Model Quirks#

This document outlines special cases and model-specific behaviors that require custom handling in NeMo RL. These special cases are controlled by the ModelFlag enum.

Gemma-3#

Tied Weights#

Weight tying between the embedding layer (model.embed_tokens) and output layer (lm_head) is currently not respected when using the FSDP1 policy or the DTensor policy when TP > 1 (See this issue). To avoid errors when training these models, we only allow training models with tied weights using the DTensor policy with TP=1. For Llama-3 and Qwen2.5 models, weight-tying is only enabled for the smaller models (< 2B), which can typically be trained without tensor parallelism. For Gemma-3, all model sizes have weight-tying enabled, including the larger models which require tensor parallelism. To support training of these models, we specially handle the Gemma-3 models by allowing training using the DTensor policy with TP > 1.

Special Handling:

  • We skip the tied weights check for all Gemma-3 models when using the DTensor policy, allowing training using TP > 1.

  • We exclude model.embed_tokens and lm_head from the DTensor tensor parallel plan to maintain weight tying correctly.

vLLM Initialization#

Gemma-3 models have a specific issue with vLLM dummy weight initialization due to a vLLM bug where a normalizer buffer is created that is not present in the Hugging Face model. This causes the normalizer buffer to be set to dummy weights at initialization and then never updated with the correct values during model refit.

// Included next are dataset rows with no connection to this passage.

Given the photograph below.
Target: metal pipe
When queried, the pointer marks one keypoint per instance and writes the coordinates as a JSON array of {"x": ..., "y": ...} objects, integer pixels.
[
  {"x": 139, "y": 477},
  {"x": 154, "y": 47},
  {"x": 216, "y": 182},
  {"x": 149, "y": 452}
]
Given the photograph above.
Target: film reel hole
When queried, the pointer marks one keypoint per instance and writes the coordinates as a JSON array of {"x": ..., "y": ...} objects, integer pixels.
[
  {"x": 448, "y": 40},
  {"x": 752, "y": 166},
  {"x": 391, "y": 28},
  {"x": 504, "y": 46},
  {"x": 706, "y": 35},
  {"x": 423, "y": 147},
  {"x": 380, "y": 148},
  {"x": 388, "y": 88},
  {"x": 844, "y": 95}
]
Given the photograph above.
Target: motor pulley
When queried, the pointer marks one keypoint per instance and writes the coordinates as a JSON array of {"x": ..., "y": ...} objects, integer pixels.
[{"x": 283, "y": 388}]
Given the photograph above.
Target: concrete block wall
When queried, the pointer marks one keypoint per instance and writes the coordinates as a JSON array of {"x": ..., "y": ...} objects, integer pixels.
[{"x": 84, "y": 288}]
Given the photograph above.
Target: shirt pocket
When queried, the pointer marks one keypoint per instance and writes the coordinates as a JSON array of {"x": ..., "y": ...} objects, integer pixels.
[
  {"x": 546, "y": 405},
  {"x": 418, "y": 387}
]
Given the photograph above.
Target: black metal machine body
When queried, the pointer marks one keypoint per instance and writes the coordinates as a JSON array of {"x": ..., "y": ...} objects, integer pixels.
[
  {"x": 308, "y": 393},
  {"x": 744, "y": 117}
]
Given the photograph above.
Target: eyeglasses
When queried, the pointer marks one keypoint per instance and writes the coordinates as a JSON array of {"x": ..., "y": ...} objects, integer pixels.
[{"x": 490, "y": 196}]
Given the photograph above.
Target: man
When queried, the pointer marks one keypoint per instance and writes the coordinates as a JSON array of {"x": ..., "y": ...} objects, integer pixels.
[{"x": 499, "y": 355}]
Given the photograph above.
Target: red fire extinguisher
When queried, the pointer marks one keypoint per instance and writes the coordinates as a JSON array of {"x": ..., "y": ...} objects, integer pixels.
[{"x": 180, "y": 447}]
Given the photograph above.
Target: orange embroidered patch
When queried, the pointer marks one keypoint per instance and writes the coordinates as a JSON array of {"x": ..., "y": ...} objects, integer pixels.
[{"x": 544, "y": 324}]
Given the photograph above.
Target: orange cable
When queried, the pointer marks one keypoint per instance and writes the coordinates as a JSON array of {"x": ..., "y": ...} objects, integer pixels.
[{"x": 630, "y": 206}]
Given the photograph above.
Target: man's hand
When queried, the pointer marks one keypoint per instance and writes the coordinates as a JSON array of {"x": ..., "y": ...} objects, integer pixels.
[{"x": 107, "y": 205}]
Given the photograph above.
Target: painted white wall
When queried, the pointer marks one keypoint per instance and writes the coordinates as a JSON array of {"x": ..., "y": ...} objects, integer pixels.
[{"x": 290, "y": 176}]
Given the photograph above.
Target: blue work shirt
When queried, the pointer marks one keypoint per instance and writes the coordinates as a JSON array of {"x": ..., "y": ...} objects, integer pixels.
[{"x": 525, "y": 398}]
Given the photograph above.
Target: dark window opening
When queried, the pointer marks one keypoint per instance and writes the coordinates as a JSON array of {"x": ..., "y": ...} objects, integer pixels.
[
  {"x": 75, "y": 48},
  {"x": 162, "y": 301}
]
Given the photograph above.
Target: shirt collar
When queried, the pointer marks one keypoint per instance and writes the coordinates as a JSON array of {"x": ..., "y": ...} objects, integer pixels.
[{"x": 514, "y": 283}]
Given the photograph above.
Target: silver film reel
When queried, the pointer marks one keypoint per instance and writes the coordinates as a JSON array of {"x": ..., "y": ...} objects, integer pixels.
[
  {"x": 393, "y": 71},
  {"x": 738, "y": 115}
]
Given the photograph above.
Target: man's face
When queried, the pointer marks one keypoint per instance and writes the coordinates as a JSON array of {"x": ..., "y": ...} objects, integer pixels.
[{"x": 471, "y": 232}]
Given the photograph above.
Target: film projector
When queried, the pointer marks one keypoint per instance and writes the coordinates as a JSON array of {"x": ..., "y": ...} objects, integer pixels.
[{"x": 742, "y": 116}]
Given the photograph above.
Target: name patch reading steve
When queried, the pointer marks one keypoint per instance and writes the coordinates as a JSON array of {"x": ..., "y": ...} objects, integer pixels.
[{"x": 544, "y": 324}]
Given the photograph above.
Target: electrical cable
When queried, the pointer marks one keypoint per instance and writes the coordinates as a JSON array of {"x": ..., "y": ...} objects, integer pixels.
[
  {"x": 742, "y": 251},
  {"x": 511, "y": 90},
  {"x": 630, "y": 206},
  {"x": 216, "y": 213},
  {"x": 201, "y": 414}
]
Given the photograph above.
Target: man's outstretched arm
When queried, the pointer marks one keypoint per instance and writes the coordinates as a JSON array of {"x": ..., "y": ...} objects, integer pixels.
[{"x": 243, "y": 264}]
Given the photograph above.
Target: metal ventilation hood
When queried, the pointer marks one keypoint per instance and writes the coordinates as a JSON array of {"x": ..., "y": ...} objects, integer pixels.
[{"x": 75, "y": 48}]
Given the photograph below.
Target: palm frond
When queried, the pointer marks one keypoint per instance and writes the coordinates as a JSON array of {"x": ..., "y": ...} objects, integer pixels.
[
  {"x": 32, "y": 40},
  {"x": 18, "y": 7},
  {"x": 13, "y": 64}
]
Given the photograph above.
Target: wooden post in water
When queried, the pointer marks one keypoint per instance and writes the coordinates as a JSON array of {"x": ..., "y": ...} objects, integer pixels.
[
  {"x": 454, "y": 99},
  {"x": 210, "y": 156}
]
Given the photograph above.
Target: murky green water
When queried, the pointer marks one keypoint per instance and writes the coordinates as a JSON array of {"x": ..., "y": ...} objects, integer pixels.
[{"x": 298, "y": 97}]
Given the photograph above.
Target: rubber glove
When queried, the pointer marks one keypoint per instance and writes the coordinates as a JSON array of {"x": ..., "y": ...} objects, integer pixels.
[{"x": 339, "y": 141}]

As a workaround for this issue, we do not use dummy weight initialization for vLLM with Gemma-3 models and instead use the load_format="auto" setting to load the full weights at initialization.

Special Handling:

  • We automatically use load_format="auto" for Gemma-3 models when initializing vLLM.

  • This avoids issues with dummy weight initialization, where the dummy weights for this buffer would never get overwritten during refit.